Niche but indispensable for tokenizers. Most app code doesn't need it.

Putting it all together: a URL parser #

const URL_RE = /^(?<scheme>https?):\/\/(?<host>[^\/:?#]+)(?::(?<port>\d+))?(?<path>\/[^?#]*)?(?:\?(?<query>[^#]*))?(?:#(?<fragment>.*))?$/;

const m = 'https://api.example.com:8080/users/42?role=admin#section'.match(URL_RE);
console.log(m.groups);
// {
//   scheme: 'https',
//   host: 'api.example.com',
//   port: '8080',
//   path: '/users/42',
//   query: 'role=admin',
//   fragment: 'section'
// }

Named groups make the result usable. Non-capturing groups ((?:...)) keep the indices clean. Lookarounds aren't needed for this one — the anchors and structure carry it.
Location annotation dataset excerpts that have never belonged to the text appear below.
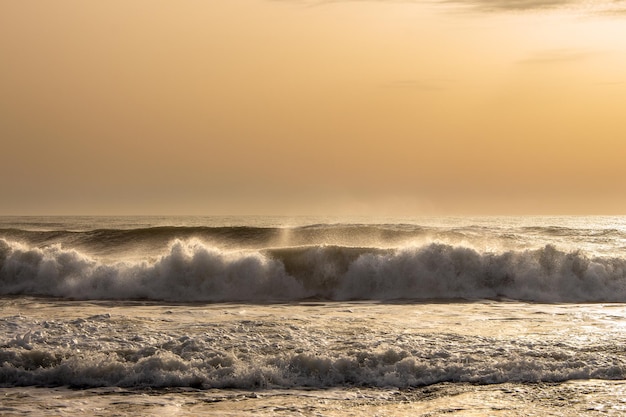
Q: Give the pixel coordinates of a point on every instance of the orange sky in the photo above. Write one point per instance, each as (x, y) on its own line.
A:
(312, 107)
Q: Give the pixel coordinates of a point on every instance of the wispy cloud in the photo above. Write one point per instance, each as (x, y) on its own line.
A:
(556, 56)
(614, 7)
(415, 85)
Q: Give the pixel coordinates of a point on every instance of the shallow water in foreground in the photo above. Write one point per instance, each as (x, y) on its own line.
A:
(63, 357)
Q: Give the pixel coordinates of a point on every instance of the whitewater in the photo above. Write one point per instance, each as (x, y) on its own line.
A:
(312, 316)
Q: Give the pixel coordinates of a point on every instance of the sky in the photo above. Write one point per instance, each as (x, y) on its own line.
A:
(366, 107)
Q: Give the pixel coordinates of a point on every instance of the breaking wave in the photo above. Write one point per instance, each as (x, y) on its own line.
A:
(191, 270)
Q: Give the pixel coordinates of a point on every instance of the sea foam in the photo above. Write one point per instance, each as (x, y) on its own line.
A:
(191, 270)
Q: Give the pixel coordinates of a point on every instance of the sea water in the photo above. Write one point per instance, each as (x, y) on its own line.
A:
(310, 316)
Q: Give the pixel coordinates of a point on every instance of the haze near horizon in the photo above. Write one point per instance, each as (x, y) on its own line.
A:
(312, 107)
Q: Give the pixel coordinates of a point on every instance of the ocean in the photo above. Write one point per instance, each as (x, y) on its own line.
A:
(470, 316)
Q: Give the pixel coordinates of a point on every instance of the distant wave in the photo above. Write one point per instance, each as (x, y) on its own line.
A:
(191, 270)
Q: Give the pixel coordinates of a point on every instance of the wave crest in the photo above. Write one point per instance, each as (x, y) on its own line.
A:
(192, 271)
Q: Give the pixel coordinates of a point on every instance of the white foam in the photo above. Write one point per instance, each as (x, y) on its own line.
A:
(193, 271)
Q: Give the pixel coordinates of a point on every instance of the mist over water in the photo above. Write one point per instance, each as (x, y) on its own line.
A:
(561, 260)
(383, 312)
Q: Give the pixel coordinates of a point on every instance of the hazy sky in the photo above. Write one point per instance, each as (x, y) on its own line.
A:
(296, 106)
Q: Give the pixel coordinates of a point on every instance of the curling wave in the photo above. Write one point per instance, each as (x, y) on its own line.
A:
(191, 270)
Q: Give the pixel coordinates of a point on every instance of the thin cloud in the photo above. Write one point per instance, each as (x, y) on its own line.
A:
(415, 85)
(556, 56)
(514, 5)
(600, 7)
Production code would use new URL(...), but the regex demonstrates the power of named groups.

A summary #

  • Lookarounds check context without consuming. (?=...) (?!...) (?<=...) (?<!...).
  • Named groups (?<name>...) and backreferences \k<name>. Always preferable to positional indices.
  • Unicode property escapes \p{Letter}, \p{Emoji}, \p{Script=Greek} — require u flag.
  • Flags: s for dot-matches-newline, d for match indices, y for sticky.
  • Backreferences inside a pattern\1 (positional) or \k<name> (named).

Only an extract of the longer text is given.